ティエリアは、自分がティエリアであると分かっていない。
何度名前はティエリアであると教えても、自分はカナリアだという。
鳥のカナリアだと。
籠の中で綺麗に囀(さえず)るカナリアだという。

「ららら~ららら・・・・・・・」
ティエリアの表情が強張った。
「どうした?」
「嫌!こないで!」
首を振って、後じさる。
「ティエリア?」

「嫌!カナリア、痛いのは嫌!!」

デッキをかけて、手すりから身を乗り出す。
「ティエリア!」
海に向かって、身を躍らせる。
ロックオンは、迷いもなく海に飛び込んだ。
青い青い海に、ティエリアの体が沈んでいく。
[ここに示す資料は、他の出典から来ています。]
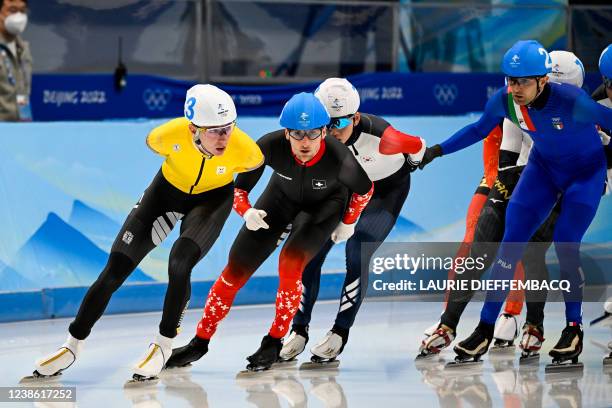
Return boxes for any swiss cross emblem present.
[312,179,327,190]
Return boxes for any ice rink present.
[0,301,612,408]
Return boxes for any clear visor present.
[289,128,323,140]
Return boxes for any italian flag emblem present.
[508,87,535,132]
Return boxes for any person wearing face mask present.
[0,0,32,121]
[26,85,263,381]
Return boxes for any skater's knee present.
[168,238,201,279]
[278,248,309,279]
[95,252,135,292]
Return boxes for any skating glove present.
[242,208,270,231]
[419,145,442,170]
[331,222,357,244]
[406,139,427,171]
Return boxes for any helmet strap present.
[527,77,544,106]
[193,129,214,159]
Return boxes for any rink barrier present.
[0,273,345,322]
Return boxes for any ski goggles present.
[289,128,323,140]
[327,115,354,129]
[506,77,539,86]
[192,122,236,137]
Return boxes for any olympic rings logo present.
[142,88,172,111]
[433,84,459,106]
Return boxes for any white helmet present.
[548,51,584,88]
[185,84,237,127]
[315,78,359,118]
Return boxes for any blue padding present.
[0,273,344,322]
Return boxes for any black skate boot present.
[247,334,283,372]
[604,341,612,369]
[519,323,544,364]
[446,322,495,368]
[545,323,584,373]
[166,336,210,368]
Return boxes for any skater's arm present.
[146,119,185,157]
[440,89,505,154]
[573,92,612,129]
[339,153,374,224]
[233,129,264,173]
[235,132,278,193]
[499,119,523,171]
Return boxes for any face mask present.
[4,13,28,35]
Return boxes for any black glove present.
[419,145,442,170]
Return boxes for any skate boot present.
[20,334,84,383]
[300,326,349,369]
[545,322,584,373]
[125,334,173,387]
[519,323,544,364]
[491,313,518,351]
[246,334,283,372]
[590,298,612,327]
[280,325,308,361]
[166,336,210,368]
[423,321,440,338]
[446,322,494,367]
[604,341,612,367]
[416,324,455,359]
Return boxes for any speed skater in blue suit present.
[420,40,612,365]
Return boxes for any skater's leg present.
[523,202,561,326]
[334,200,399,332]
[293,239,334,330]
[480,159,558,325]
[269,201,344,338]
[159,183,233,338]
[440,193,507,332]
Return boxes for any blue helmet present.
[280,92,329,130]
[502,40,552,78]
[599,44,612,78]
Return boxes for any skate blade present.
[271,358,297,369]
[236,367,270,380]
[489,344,516,353]
[414,353,440,361]
[123,374,159,388]
[519,353,540,365]
[19,371,62,384]
[300,360,340,370]
[161,363,192,373]
[544,362,584,374]
[444,360,482,370]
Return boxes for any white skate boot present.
[491,313,518,351]
[416,324,455,359]
[125,334,173,386]
[21,334,84,383]
[300,331,348,369]
[280,330,308,362]
[604,341,612,367]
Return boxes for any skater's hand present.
[331,222,357,244]
[419,145,442,170]
[242,208,270,231]
[406,139,427,172]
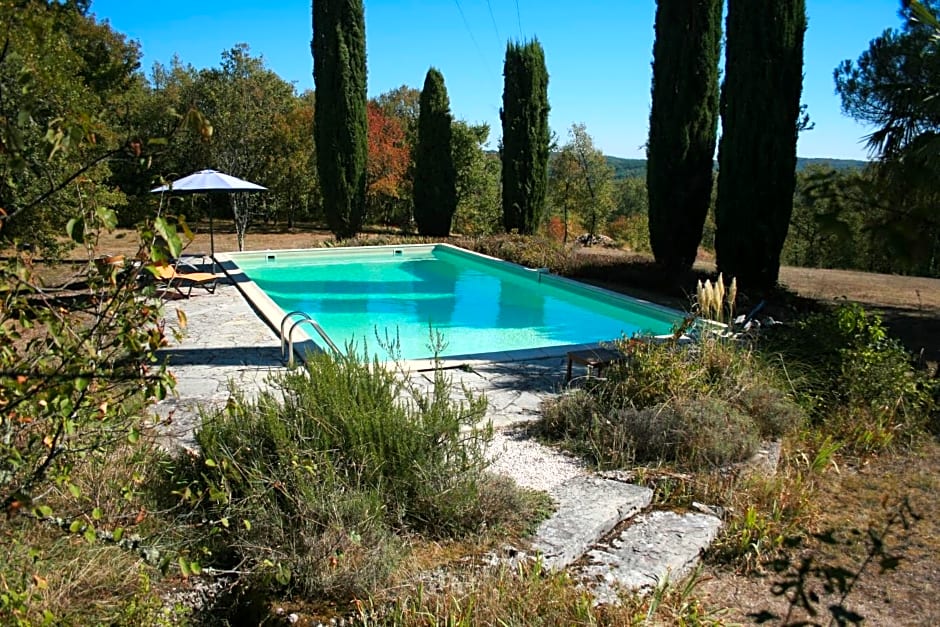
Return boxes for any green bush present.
[541,338,803,468]
[762,304,937,450]
[455,235,571,274]
[164,352,538,599]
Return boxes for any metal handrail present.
[281,309,312,359]
[287,316,341,367]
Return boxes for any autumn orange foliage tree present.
[366,102,411,224]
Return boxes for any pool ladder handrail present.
[281,310,341,367]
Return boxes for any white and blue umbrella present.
[150,170,268,263]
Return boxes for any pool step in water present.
[533,476,653,569]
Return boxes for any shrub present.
[607,212,652,253]
[762,304,937,450]
[164,351,536,598]
[541,337,802,468]
[456,235,571,274]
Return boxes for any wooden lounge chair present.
[154,264,219,298]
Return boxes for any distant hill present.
[605,155,868,179]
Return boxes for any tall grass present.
[164,351,532,599]
[541,336,802,469]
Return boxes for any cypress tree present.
[414,67,457,236]
[715,0,806,290]
[646,0,722,271]
[310,0,368,239]
[499,40,549,235]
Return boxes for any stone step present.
[533,476,653,569]
[580,511,721,603]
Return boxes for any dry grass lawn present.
[9,224,940,625]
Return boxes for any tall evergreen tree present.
[499,40,549,234]
[414,67,457,236]
[646,0,722,270]
[715,0,806,289]
[310,0,368,239]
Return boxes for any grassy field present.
[25,225,940,625]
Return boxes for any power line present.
[454,0,486,65]
[486,0,503,43]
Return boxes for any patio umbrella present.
[150,170,268,264]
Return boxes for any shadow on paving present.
[461,357,564,392]
[157,346,285,367]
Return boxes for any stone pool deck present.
[155,281,721,602]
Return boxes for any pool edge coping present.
[215,242,685,372]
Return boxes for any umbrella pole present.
[209,203,215,274]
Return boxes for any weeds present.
[366,562,721,627]
[164,351,533,600]
[761,304,938,454]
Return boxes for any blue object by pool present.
[227,244,682,359]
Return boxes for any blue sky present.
[91,0,900,159]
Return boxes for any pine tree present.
[715,0,806,290]
[310,0,368,239]
[499,40,550,234]
[414,67,457,236]
[646,0,722,271]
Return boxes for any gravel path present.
[487,430,587,493]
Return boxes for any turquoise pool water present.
[230,245,681,359]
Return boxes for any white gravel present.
[487,431,587,492]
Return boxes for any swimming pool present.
[218,244,682,360]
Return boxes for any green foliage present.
[0,220,176,516]
[165,351,527,598]
[548,124,614,241]
[374,562,723,627]
[414,68,457,237]
[542,338,803,468]
[762,304,937,450]
[0,2,140,252]
[452,120,502,236]
[456,235,571,274]
[715,0,806,290]
[835,2,940,276]
[311,0,368,239]
[646,0,723,271]
[499,40,550,235]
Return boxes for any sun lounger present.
[155,264,219,298]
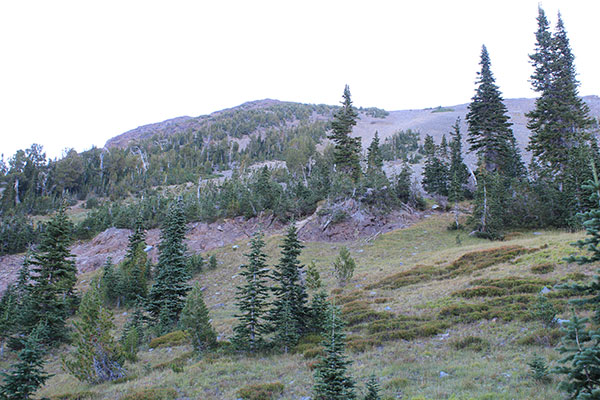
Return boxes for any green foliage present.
[232,232,269,351]
[532,294,557,328]
[527,354,550,383]
[63,287,126,384]
[364,375,381,400]
[306,261,323,290]
[179,285,217,351]
[119,308,144,362]
[149,331,190,349]
[237,382,284,400]
[268,223,310,348]
[380,129,422,164]
[20,206,78,344]
[0,325,50,400]
[553,312,600,399]
[313,306,356,400]
[466,46,524,177]
[328,85,361,181]
[333,246,356,286]
[146,200,189,333]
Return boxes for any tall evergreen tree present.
[63,282,125,383]
[180,285,217,352]
[527,7,593,179]
[422,135,448,196]
[466,46,523,177]
[120,216,148,305]
[147,199,189,326]
[313,306,356,400]
[0,328,50,400]
[269,223,310,338]
[232,232,269,351]
[21,205,77,343]
[329,85,361,181]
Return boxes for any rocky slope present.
[106,96,600,165]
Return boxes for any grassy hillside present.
[18,214,596,399]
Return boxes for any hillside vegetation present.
[19,214,584,400]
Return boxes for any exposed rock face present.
[0,205,422,292]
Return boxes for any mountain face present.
[105,96,600,165]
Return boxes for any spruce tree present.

泳いでいく魚の群れを無視して、そのまま透明な紺碧の海に沈んでいくティエリアに手を伸ばす。
ティエリアの体を抱き上げて、浮上する。
トレミーは、緊急停止した。
「ティエリア、ティエリア!」
クルーの手をかりて海から引き上げたティエリアは、息をしていなかった。
「ティエリア!」
ロックオンが、人工呼吸をする。
何度も何度も。

「げほっ、げほっ」
大量の水を吐いて、ティエリアは息を吹き返した。
「ティエリア!」
びしょぬれになったティエリアを抱きしめる。
唇を重ねると、ティエリアが震えた。
そのまま、水をすって体にはりついた衣服を脱ごうとする。そう、教え込まされたのだ。客をとるように。僅か二ヶ月間の間に、人格が崩壊するほどの扱いを受けてきたのだ。はじめは、組織グループの人間に拷問を受けながら昼夜を問わず複数の男に犯された。やがて、自我が崩壊しはじめ、情報も手に入らないこととなって、敵はティエリアを殺して海に投げ捨てるつもりであったのだが、リーダーが止めたのだ。
そのあまりにも美しすぎる容姿は売り物になると。声も綺麗だし、体の感度もいいし、いい商売人形になる。
そのまま、組織の一派が所有するオランダの娼館にティエリアは売られた。
壊れていることもあり、ティエリアはそこでも人間扱いを受けなかった。
特別室を宛がわれたが、それはティエリアを相手する人間が財政会でも大物であったり、変態的な趣味やサディスティックな嗜好を持ち合わせているせいであった。

カナリアは籠の中の鳥。
囚われた天使。

普通の客もいたが、皆カナリアの虜になった。
その天使のように愛らしい顔と、幼い体に。他の商売女にはない無垢さが、カナリアと名づけられたティエリアは持ち合わせていた。
何度嬲られようとも、初めての体験のような体に、男たちは夢中になった。
絶世の美貌は美しく、壊れているほうが店側としてもありがたかった。普通の商売女では相手をさせられない危険な客を、ティエリアに宛がわせる。そういう客は、大金を支払う。だが、使われた女は我慢できないのが大半だ。その分、すでに壊れてしまっているティエリアなら、これ以上壊れても、どうせ最初から壊れているのだから問題はない。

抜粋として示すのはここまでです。